Dans la pièce Wohl ist die schôn, die Welt (Il est bien beau, le monde), Marcelo a chanté une fois une chanson dans sa langue
maternelle. Lorsque le chanteur, né en Argentine, est mort à Düsseldorf en 1993, il avait 27 ans.
IV
Les Indes, Goa, le 11 mars 86
« Très cher, si tu crois à la réincarnation, que pouvais-tu bien être dans ton existence précédente ? Ici à Goa, il n’y a pas
de mystères, pas de grande force cachée ; et pourtant, on dirait qu’une fois qu’une chose est dite, elle se matérialise
aussitôt : tu dis noix de coco et il en tombe une de l’arbre, tu penses à un cheval et tu vois passer un cavalier. Mon ami,
je serai heureux de te revoir et de t’entendre. Je t’embrasse, ciao. »
Saligao Church, Goa, 1986
« Très cher, le temps me file entre les doigts, puis il s’arrête de nouveau et me laisse souffler : pas de cafés,
pas d’alcool, je ne prends pas non plus part à la vie sociale – ici dans le petit village de Nagoa. Profites-tu du printemps,
des promenades sur les bords du Rhin ? Je serai heureux de revoir l’Europe et mes amis ! Ciao. »
Bangkok, Thaïlande, le 12 décembre 86
“Très cher, tu aimerais, toi aussi ces gens doux, fiers, attentifs, au regard respectueux.
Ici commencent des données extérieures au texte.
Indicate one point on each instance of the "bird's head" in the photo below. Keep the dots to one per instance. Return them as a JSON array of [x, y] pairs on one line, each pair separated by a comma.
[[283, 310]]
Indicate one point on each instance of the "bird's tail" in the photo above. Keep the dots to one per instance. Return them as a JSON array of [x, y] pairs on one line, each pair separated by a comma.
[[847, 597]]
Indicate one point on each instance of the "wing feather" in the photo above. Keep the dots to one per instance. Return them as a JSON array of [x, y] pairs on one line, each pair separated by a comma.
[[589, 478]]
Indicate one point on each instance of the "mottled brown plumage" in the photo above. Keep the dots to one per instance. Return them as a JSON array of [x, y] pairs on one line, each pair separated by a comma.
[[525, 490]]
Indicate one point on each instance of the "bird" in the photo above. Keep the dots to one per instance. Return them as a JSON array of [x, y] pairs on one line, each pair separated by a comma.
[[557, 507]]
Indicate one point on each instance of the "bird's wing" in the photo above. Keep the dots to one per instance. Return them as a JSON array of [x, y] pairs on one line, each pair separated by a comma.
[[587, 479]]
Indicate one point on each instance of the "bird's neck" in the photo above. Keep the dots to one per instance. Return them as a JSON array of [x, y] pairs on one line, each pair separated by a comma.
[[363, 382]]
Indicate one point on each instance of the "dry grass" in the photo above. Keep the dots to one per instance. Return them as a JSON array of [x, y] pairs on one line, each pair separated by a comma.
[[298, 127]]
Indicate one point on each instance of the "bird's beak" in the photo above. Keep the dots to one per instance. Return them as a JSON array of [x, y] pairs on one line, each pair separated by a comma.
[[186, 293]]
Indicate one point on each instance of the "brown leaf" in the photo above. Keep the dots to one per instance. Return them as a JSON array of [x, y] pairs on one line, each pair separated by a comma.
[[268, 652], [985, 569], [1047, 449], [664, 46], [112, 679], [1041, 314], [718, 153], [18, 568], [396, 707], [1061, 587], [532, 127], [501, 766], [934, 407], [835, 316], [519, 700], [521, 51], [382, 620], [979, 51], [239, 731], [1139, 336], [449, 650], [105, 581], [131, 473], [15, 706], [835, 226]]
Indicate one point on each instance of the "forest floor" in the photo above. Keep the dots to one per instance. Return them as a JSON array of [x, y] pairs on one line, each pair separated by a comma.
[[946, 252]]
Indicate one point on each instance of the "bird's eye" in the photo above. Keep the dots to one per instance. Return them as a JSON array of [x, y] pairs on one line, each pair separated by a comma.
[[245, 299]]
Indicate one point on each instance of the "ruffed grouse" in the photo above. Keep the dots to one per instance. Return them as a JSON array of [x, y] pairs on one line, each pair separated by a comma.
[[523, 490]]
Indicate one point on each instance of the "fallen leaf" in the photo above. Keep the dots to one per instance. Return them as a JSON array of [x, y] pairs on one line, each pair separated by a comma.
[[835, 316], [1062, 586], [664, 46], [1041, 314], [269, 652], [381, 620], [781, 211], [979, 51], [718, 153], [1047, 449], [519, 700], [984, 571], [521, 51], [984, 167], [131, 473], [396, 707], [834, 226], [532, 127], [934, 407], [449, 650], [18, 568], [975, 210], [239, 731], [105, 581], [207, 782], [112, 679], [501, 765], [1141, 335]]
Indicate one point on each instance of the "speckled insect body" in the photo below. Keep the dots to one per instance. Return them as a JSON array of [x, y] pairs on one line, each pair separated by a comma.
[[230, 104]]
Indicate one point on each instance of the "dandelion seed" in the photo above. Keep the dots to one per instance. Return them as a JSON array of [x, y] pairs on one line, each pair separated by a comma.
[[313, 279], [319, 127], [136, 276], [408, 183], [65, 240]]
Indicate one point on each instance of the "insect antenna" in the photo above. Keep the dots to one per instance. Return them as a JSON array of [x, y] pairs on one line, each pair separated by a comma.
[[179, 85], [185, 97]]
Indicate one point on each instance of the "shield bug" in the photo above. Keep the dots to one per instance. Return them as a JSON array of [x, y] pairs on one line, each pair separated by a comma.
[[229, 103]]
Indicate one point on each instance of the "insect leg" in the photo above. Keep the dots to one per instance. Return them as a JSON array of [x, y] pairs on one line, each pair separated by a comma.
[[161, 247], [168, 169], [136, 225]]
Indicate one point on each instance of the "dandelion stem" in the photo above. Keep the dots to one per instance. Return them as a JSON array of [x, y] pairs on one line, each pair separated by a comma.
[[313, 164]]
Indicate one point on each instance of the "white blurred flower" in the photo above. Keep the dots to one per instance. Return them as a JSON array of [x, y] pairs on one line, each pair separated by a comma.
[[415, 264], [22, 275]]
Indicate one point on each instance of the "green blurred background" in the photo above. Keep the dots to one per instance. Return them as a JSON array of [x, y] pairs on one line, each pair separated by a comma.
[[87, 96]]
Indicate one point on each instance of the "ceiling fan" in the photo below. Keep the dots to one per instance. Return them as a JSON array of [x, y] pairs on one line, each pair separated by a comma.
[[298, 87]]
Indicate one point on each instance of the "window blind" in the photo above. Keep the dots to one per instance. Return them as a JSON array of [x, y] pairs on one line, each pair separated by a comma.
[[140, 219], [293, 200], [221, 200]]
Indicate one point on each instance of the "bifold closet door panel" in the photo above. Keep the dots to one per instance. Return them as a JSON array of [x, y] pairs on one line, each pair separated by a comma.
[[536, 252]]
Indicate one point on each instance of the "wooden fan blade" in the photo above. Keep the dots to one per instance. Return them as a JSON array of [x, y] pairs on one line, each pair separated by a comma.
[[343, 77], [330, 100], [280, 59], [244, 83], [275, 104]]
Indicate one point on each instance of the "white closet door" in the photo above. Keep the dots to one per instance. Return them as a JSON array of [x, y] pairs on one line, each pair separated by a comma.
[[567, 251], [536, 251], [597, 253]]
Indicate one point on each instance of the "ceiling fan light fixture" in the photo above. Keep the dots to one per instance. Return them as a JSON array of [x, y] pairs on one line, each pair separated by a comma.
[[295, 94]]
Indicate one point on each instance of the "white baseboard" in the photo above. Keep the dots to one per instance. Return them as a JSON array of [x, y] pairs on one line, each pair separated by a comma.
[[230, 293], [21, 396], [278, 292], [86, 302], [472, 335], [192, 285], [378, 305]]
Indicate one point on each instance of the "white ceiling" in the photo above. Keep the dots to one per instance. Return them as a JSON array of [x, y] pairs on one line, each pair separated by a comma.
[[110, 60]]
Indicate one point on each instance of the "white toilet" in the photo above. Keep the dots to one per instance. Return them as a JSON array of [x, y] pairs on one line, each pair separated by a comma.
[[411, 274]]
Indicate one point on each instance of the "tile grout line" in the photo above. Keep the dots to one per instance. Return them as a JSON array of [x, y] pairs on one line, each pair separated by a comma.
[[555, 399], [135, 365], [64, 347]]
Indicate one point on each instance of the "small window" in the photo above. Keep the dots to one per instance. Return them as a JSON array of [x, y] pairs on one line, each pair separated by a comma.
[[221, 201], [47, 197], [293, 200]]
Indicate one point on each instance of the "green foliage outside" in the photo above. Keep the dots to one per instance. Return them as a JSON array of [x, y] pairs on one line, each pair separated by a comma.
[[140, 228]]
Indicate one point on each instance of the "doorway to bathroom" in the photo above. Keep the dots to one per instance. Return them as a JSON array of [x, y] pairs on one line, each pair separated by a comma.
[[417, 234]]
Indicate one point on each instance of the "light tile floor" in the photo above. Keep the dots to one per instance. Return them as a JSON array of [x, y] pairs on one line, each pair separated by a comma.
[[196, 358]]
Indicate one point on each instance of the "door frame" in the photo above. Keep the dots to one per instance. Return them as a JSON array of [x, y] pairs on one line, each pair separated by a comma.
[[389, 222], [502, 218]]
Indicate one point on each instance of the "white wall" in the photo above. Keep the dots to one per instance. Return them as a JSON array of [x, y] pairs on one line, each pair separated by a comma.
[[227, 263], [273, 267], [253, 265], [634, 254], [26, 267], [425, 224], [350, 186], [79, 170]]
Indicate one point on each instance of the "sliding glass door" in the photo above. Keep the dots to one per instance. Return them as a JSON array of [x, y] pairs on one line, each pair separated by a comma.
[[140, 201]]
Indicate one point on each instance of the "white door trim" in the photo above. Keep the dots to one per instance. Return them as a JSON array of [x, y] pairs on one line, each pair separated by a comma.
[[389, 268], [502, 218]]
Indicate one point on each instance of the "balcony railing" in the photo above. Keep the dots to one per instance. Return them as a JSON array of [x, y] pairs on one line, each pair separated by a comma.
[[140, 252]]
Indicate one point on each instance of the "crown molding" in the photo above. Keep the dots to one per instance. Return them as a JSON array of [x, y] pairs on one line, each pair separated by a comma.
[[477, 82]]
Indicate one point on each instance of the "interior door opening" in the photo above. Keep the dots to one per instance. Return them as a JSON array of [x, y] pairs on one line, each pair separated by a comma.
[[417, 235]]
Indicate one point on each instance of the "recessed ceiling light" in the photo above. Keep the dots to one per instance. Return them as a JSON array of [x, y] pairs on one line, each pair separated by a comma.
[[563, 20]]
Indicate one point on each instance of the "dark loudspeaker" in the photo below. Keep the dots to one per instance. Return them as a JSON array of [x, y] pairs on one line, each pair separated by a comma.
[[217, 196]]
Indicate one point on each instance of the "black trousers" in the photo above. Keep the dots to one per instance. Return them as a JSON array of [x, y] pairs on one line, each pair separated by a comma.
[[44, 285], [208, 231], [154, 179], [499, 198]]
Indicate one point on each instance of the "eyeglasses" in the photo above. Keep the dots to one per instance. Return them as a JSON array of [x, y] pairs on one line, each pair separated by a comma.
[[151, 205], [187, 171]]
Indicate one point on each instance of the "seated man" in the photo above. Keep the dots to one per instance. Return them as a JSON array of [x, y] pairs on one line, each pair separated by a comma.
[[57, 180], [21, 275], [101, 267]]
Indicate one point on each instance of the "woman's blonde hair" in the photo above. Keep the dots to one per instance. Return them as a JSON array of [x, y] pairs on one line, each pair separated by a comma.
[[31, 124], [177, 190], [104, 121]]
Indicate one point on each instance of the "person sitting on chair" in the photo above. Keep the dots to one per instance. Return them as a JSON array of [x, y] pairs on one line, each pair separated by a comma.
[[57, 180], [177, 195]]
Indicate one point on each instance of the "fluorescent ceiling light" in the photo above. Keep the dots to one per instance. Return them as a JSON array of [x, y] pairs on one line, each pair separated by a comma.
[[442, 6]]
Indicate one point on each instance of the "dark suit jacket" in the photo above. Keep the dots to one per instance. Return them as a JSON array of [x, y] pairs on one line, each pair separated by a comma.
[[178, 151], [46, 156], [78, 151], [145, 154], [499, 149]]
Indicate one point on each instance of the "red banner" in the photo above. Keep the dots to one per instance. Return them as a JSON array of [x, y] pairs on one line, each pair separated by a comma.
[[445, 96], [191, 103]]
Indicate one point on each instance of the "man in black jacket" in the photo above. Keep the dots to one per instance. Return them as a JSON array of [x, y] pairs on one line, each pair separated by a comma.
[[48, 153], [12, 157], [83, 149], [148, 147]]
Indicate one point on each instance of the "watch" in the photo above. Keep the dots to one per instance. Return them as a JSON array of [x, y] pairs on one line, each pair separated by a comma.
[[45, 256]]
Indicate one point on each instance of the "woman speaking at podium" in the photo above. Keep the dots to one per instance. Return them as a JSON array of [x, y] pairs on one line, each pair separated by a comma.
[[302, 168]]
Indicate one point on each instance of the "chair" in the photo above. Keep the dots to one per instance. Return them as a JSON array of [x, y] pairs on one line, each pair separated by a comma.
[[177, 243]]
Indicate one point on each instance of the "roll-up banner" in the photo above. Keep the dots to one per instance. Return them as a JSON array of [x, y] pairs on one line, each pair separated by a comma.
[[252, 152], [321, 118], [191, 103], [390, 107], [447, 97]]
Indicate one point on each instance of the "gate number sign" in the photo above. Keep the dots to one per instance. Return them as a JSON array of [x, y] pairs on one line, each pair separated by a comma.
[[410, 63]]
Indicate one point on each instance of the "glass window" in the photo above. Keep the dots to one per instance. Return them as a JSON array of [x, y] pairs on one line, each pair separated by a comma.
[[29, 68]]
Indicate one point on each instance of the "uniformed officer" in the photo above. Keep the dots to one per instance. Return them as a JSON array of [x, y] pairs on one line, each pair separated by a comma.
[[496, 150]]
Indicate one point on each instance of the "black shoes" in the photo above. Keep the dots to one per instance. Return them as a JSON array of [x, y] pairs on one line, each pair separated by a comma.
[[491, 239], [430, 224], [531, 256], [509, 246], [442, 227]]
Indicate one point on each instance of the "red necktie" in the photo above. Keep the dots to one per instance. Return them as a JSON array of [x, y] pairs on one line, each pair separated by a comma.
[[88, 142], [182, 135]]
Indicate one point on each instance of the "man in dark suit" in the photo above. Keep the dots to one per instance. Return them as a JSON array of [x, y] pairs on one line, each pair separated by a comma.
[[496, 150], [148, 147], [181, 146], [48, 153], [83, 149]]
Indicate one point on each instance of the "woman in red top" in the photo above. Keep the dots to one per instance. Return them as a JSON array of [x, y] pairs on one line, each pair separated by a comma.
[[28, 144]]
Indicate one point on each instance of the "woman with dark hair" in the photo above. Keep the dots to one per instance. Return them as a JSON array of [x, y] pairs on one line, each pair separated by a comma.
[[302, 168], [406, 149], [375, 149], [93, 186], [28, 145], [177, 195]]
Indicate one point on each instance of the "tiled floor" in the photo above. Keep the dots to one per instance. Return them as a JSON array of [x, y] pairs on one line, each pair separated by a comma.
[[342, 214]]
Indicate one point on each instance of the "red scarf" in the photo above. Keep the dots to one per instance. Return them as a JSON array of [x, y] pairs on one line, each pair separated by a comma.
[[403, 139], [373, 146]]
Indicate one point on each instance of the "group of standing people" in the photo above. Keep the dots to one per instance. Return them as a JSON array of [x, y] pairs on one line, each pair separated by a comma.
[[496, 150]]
Et nous pourrions faire de la
plongée tous les deux, au-devant des bancs de corail, des dauphins et des monstres marins. Qu’en penses-tu ? Je t’embrasse
et te souhaite des fêtes paisibles… »
Soumbedioune, Sénégal
« Très cher, je suis dans un village africain. C’est comme dans la Forêt Noire ou à Bullerbu. Mes mains sont devenues plus
claires, plus belles et toutes les crevasses disparaissent. J’espère que ma petite tortue ne se fera pas arrêter pendant le
voyage en bus. Aurons-nous l’occasion de nous revoir ? A Berlin ?”
Egypte, Louxor, 4 mars 87
“Très cher, ton livre m’accompagne. Mais d’abord, je vais m’informer sur le manteau d’or du roi de Thèbes et le voile de la
Vénus de Siam. Je viendrai peut-être sur les bords de la Wupper. Ciao, ciao, ton…
P.S. L’Egypte est comme Wuppertal : longue et étroite. »
Thaïlande, Kra-bi, “ février 88
“Très cher, cette année, j’ai envie de voyager comme autrefois, quand j’étais encore si jeune : Singapour, Benang, Burma,
Ahmedabad ; tout un tas de projets ! En ce moment, je vis ici, dans le Sud de la Thaïlande, au cœur d’un paysage qui rappelle
le Sud de la Chine. Des blocs rocheux couverts de verdure qui émergent, à pic, au milieu d’une mer turquoise, comme dans les
dessins à l’encre de Chine et sur les vases peints. A bientôt, ton… »
Ancône, 19.8.888
« Très cher, connais-tu Rimini ? Fellini est originaire de cet endroit et il y a tourné Amarcord, avec le Grand Hôtel dans
lequel La Gradisca devait séduire Son Excellence ! Je te passe un autre aspect de l’endroit, l’incroyable délire du tourisme
de masse. Mais chut ! Ionesco est arrivé aujourd’hui à Rimini où il a donné une interview. Et heureusement, j’ai des amis
italiens qui vivent ici! Je t’embrasse tendrement.”
Thaïlande, sans date
« Très cher, cette année, j’ai mis très longtemps avant de pouvoir trouver mon équilibre et la paix intérieure. J’étais
peut-être trop sûr de détenir cette faculté que l’Asie dispense si généreusement, avec, entre autres choses, sa ferveur
religieuse extatique. J’ai maintenant beaucoup plus d’aisance pour lire les vers japonais. Merci, je t’embrasse et au revoir. »
Maroc, Agadir, 14.12.89
« Très cher, je me sens maintenant beaucoup mieux qu’il y a quelques jours à Berlin. L’hiver ne me réussit pas du tout ; ici,
il fait chaud. Les dépressions et la mélancolie se dissipent. Raimund, quel que soit le moment où cette carte te parviendra,
je t’embrasse très affectueusement et te serre contre mon cœur. Ton… »
Thaïlande, le 7.2.90
« Très cher, je suis tombé hier par hasard sur le volume de ton/notre Grand Prix Eurovision de la Chanson et j’ai rêvé : en
écoutant dans le noir Once in a Lullaby, la nuit, dans le bungalow… J’espère que nous nous reverrons bientôt, ton… »
Lorsqu’il est mort dix mois plus tard des suites du sida, il avait 35 ans.
En août 1937, cinq ans avant sa mort, le chanteur Joseph Schmidt, alors âgé de 33 ans, a enregistré son dernier disque, Ik
hou van Holland. Après l’occupation de la Hollande par les troupes allemandes, cette chanson aussi a été interdite.